This volume brings together writings from early and late stages of Augustine's involvement in the Pelagian controversy. On Nature and Grace and On the Proceedings of Pelagius both date from A.D. 415-16 and constitute two of Augustine's most extensive treatments of the actual words of Pelagius. On the Predestination of the Saints and On the Gift of Perseverance were probably written in A.D. 428, near the end of Augustine's life. Augustine's opponents in his writings, he admits, are not really Pelagains at all. They were monks of Provence, led by John Cassian, who were disturbed by the more extreme consequences of the theology of grace and predestination that Augustine had worked out in his controversy with the Pelagians. Since the sixteenth century, they have been labeled "semi-Pelagians."

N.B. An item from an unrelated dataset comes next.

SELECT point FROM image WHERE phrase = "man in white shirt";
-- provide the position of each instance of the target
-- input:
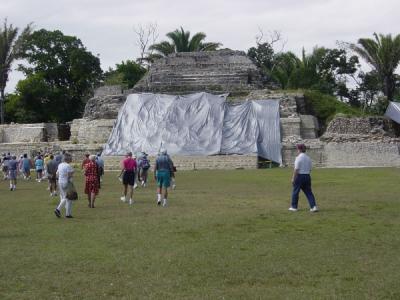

Taken together, these writings provide an occasion to examine the continuity and development of Augustine's theology of grace. They also afford much insight into the fifth-century status of many theological questions that are alive today, such as the extent of the damage done to human nature by sin, the theology of original sin, the effects of baptism, and the true meaning and scope of God's salvific will.
These treatises include some of Augustine's most significant statements on grace. Intended for scholars and students of theology and philosophy, this edition includes three treatises translated for the first time from modern critical texts. William Collinge's trenchant introductions offer detailed accounts of the historical and critical work done over the hundred years since the last publication.